In John Mueller’s hangout, a webmaster was concerned about getting two hits from Googlebot at the same time in their server logs, approximately a few milliseconds apart.
They were wondering if there is an explanation for this—from raw HTML vs. rendered HTML or something else?
John explained that it’s possible the problem is different user agents, such as desktop vs. mobile.
Otherwise, it could be a potential glitch.
If user agents are trackable within the server-side software, it’s possible that it’s a glitch on Google’s side that needs to be repaired.
Either way, it’s inconsequential.
The exchange occurs at the 5:01 mark in the video.
John Mueller Hangout Transcript
Cool. Hi, John. So when we look at our server logs, we generally see two hits from Googlebot at the same time or, you know, give or take, a few milliseconds, right? My team has been trying to figure out an explanation for this.
And we even have a bit of a pool going right one believes that it’s hitting our server from different physical locations. Right? Another, you know, thinks that it could be desktop versus mobile. My money is on raw HTML versus rendered HTML. Did I back the right horse?
John 5:35
I don’t know, what, I mean, what are you seeing? Is it the same URL and the same user agent? Everything? Is it the same user agent as well?
That seems like something that shouldn’t be happening. But because, I mean, if it were desktop and mobile, those would be different user agents. And if it’s the same Googlebot user agent, then we should be caching that a little bit.

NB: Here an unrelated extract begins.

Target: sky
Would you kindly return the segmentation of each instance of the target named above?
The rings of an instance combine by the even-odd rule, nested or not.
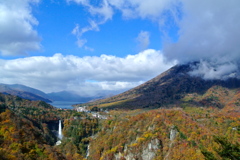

It shouldn’t be that like, within seconds, we would refresh the same page again, even if we were to render the page, we would use kind of the, the HTML version that we have, and then we render the page pulling in all of the extra content. We wouldn’t render the page by fetching the HTML again because that would be kind of, kind of inefficient.
So that feels like almost more like a bug on our side, if you’re seeing that, or maybe you’re seeing something in the logs that is simplified or tracking it slightly differently, I don’t know. But it’s the same URL, same user agent, like within seconds, that seems like an issue on our side.
Different physical locations wouldn’t be the case because we usually crawl sites from the same location. So it’s not that we would crawl it like one from this data center, once from a different one. We essentially pick one location, and we crawl the whole site from that location.
Webmaster 3 7:12
Okay, so that’s interesting because I mean, if you know, our consumer experience, we use, you know, the the location to kind of, you know, to serve up more relevant content, so that that could mean that we could be limiting the amount of content accessible to Googlebot if you’re only crawling it from one location, yes?
John 7:33
Almost certainly. Yes. Oh, another thing that might be happening there is, I’ve seen that sometimes with CDNs or security setups, where essentially, we request the URL once and it does a kind of a redirect back to the same URL or something like that, as an—I don’t know, an anti-bot measure or something like that, where maybe we’re following a redirect like that, and kind of indirectly picking up the content.
And that would be something where I think if, if that’s actually happening, if you can tell, for example, with the inspect URL tool, when you do live requests, that kind of bouncing through your servers happening, that seems like something that would be inefficient on your side, where you’d probably be able to get more crawls in if you didn’t have that kind of indirection in between.